Practical 9: Imbalanced Data and Classification

This week we focus on handling imbalanced data and classification with the Mammography dataset.
We will use a Random Forest classifier and optimise for recall of the positive class (1).

Learning Outcomes

  • Use cross-validation to tune the decision threshold for maximising recall.
  • Use cross-validation to tune class weights for maximising recall.
  • Understand common resampling methods using imblearn pipelines:
    • Random Oversampling
    • Random Undersampling
    • SMOTE
    • ADASYN
    • Balanced Random Forest

Starting the Practical

The process for this week is similar with previous weeks: download the notebook to your DSSS folder (or wherever you keep your course materials), switch over to JupyterLab (running in Podman/Docker), and work through each section.

If you want to save the completed notebook to your Github repo, remember to add, commit, and push your work.

Note

Suggestions: - Keep software language set to English for easier debugging. - Back up work using Git/cloud storage. - Avoid spaces in file and column names.

Setup and loading libraries

# If needed, uncomment once:
# %pip install -U imbalanced-learn

import time
import warnings
warnings.filterwarnings("ignore")

import numpy as np
import pandas as pd

from sklearn.datasets import fetch_openml
from sklearn.ensemble import RandomForestClassifier
from sklearn.impute import SimpleImputer
from sklearn.metrics import recall_score, make_scorer
from sklearn.model_selection import train_test_split, StratifiedKFold, cross_val_score
from sklearn.pipeline import Pipeline
from sklearn.preprocessing import StandardScaler

from imblearn.pipeline import Pipeline as ImbPipeline
from imblearn.over_sampling import RandomOverSampler, SMOTE, ADASYN
from imblearn.under_sampling import RandomUnderSampler
from imblearn.ensemble import BalancedRandomForestClassifier

Load Mammography data

We use the Mammography data from OpenML. This is a binary classification dataset for abnormality detection in mammograms. It includes 6 features extracted from mammogram images and a binary target indicating whether the sample is a positive case (microcalcifications, class 1, 2.32%) or negative case (non-microcalcifications, class 0, 97.68%). The dataset is highly imbalanced.

The features describe the visual and structural characteristics of the segmented objects found within the mammogram images:

  • Area: The area of the object, measured in pixels.
  • Average grey level: The average grey-level intensity of the object.
  • Gradient strength: The gradient strength of the object’s perimeter pixels (measuring edge sharpness).
  • Root mean square noise: The root mean square noise fluctuation within the object.
  • Contrast: The contrast of the object, calculated as the average grey level of the object minus the average of a two-pixel-wide border surrounding it.
  • Shape descriptor: A low-order moment based on a shape descriptor.
# Load mammography data
mamm = fetch_openml("mammography", version=1, as_frame=True)
X = mamm.data.copy()
y = (mamm.target == "1").astype(int)

print(f"Dataset shape: {X.shape[0]} samples × {X.shape[1]} features")
print("Class counts:")
class_counts = y.value_counts().sort_index()
print(class_counts)
print("Class proportions:")
print((class_counts / len(y)).rename(index={0: "Class 0", 1: "Class 1"}).round(4))

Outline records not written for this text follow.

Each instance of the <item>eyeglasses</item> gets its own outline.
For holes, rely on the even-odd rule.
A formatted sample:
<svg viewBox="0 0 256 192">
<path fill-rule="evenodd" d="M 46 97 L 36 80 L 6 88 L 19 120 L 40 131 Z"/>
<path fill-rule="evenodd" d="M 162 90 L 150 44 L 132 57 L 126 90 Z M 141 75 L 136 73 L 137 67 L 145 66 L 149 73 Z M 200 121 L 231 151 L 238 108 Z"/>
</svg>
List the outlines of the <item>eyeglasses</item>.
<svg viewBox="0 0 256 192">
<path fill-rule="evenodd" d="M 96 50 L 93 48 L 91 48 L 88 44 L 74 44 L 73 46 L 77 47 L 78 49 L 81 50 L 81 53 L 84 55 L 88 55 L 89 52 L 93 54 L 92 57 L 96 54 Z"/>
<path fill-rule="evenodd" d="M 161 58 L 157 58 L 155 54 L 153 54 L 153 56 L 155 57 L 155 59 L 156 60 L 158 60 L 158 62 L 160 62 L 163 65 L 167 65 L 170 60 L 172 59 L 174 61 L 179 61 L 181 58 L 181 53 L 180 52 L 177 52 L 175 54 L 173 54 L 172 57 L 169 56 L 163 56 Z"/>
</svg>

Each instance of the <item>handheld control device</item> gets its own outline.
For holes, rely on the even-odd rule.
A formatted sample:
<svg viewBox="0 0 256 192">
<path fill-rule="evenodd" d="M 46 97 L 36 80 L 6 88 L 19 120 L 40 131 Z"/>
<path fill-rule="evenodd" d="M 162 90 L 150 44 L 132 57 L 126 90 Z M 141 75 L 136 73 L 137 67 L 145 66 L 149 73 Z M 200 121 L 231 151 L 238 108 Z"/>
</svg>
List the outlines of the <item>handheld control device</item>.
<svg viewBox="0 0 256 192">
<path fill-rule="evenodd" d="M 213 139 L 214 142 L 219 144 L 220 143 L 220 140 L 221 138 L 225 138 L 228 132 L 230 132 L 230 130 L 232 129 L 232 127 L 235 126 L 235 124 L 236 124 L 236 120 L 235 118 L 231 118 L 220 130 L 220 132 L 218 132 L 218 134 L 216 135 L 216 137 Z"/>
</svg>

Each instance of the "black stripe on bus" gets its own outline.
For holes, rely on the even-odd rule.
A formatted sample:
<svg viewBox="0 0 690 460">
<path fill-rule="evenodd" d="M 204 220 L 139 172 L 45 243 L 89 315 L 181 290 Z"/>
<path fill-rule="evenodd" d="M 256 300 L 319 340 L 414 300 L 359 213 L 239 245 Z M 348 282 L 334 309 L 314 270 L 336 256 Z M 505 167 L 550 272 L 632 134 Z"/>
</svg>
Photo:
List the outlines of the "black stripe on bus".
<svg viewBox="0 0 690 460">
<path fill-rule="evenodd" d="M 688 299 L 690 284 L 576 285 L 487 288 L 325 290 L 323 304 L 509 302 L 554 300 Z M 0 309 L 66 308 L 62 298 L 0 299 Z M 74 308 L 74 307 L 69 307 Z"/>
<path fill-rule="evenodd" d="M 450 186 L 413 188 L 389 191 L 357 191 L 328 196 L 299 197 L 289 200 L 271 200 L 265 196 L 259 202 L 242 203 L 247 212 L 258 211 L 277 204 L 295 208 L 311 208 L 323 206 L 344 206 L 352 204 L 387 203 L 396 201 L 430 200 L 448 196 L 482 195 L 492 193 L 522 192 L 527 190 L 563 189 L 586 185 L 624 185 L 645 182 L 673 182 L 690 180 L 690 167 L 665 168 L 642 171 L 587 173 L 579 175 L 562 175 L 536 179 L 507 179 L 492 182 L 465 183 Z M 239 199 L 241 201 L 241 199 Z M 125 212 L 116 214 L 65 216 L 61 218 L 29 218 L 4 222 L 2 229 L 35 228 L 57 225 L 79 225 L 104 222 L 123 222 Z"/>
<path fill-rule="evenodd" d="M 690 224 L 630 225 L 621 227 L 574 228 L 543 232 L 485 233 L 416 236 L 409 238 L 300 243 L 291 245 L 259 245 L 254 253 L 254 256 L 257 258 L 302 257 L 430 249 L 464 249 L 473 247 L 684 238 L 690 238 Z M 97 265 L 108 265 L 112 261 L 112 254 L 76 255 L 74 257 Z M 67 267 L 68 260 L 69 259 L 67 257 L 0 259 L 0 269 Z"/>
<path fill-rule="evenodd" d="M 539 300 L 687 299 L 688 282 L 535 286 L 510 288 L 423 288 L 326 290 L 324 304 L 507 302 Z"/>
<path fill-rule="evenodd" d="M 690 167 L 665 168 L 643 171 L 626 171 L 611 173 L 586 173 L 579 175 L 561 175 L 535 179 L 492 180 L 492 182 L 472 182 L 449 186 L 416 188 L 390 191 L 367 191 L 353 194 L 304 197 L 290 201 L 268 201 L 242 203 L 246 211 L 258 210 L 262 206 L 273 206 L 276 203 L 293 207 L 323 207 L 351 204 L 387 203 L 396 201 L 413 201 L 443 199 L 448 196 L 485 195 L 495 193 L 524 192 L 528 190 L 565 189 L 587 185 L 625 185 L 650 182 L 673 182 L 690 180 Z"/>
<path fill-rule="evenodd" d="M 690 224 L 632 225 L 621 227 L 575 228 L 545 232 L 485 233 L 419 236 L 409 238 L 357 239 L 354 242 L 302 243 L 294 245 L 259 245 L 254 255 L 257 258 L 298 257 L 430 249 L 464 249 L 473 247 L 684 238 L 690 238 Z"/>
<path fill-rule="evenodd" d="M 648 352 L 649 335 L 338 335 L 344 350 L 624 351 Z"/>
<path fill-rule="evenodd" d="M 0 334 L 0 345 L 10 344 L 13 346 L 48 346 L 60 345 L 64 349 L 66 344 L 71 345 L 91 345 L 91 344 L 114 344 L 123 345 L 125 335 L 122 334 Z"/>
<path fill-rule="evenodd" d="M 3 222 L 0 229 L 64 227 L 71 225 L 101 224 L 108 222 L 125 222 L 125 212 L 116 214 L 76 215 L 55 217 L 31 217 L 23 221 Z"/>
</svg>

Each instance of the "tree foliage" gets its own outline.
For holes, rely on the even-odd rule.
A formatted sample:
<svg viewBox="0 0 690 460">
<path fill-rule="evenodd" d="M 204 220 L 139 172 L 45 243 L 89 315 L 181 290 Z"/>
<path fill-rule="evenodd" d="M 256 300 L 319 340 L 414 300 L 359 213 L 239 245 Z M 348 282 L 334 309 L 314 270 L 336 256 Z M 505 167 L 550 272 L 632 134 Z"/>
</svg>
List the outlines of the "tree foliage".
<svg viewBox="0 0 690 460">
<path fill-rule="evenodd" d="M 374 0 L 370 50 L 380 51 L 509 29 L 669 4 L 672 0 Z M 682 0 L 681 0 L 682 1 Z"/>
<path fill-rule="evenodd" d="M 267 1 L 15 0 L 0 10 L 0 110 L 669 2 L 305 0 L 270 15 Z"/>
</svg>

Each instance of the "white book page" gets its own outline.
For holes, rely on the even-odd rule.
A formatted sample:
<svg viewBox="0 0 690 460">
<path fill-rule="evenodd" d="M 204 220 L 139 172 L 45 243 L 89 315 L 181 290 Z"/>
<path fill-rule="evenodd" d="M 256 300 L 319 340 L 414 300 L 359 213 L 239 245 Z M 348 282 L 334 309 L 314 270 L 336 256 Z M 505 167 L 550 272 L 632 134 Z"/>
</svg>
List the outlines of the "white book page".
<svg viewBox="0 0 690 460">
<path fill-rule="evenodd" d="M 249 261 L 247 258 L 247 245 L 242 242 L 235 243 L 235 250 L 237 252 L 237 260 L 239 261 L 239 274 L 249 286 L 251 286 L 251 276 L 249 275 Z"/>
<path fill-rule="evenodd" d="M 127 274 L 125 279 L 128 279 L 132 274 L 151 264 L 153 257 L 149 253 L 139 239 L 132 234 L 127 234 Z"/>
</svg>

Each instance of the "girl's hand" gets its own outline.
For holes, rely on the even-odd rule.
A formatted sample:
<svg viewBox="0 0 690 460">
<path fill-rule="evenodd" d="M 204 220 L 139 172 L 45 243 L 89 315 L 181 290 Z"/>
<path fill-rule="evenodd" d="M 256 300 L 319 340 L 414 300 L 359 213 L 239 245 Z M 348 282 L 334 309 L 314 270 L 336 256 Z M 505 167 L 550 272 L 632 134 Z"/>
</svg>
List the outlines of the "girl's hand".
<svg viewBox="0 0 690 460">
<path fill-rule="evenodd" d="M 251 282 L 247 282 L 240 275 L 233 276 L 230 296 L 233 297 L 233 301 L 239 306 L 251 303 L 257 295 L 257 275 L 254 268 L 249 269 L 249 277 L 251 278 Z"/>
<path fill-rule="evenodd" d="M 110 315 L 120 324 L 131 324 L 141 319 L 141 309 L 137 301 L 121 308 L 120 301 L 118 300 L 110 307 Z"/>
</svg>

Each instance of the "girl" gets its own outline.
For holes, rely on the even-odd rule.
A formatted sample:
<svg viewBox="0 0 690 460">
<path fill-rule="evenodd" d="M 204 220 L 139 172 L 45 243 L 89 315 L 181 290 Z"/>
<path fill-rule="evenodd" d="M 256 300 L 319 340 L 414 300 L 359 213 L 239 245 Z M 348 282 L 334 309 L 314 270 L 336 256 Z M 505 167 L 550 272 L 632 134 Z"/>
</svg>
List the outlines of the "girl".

print(f"\nNumber of features: {X.shape[1]}")
print("Feature names:")
print(X.columns.tolist())
Dataset shape: 11183 samples × 6 features
Class counts:
class
0    10923
1      260
Name: count, dtype: int64
Class proportions:
class
Class 0    0.9768
Class 1    0.0232
Name: count, dtype: float64

Number of features: 6
Feature names:
['attr1', 'attr2', 'attr3', 'attr4', 'attr5', 'attr6']

A train-test split is performed with stratification to maintain the class distribution in both training and testing sets.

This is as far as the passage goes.